The European Commission said in a statement that the owners of the Gdańsk yard, privatised in 2007, had presented a restructuring plan that would to a large extent be financed from private resources raised by the yard and its owner.
The executive arm of the 27-nation European Union promised on 2 June to approve Poland's rescue package for its historic Gdańsk shipyard, boosting the pro-EU, centre-right government a week ahead of the European Parliament elections (EurActiv 3/06/09).
The Commission said the proposed restructuring plan will ensure the viability of the yard and that competition concerns, caused by years of subsidised operations, will be reduced by production capacity closures.
The EU executive is satisfied that the plan is in line with the requirements of its guidelines on rescue and restructuring aid.
The yard will close two out of the three existing slipways, and has committed to operating with a single slipway or alternative launching facility, with a maximum production of 100,000 compensated gross tonnage annually, the Commission said.
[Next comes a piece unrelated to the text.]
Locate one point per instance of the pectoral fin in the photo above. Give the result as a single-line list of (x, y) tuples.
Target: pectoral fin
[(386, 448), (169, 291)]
There is no mention of how many jobs will have to go. But workers have claimed that the work force could shrink by a third with the loss of some 1,000 jobs, the Polish press reports.
It was in Gdańsk in 1980 that electrician Lech Wałęsa set up Solidarity, the then Soviet bloc's first free trade union, which helped overthrow communism in the region twenty years ago. Wałęsa went on to become Poland's president (1990-1995). He won the Nobel peace prize in 1983.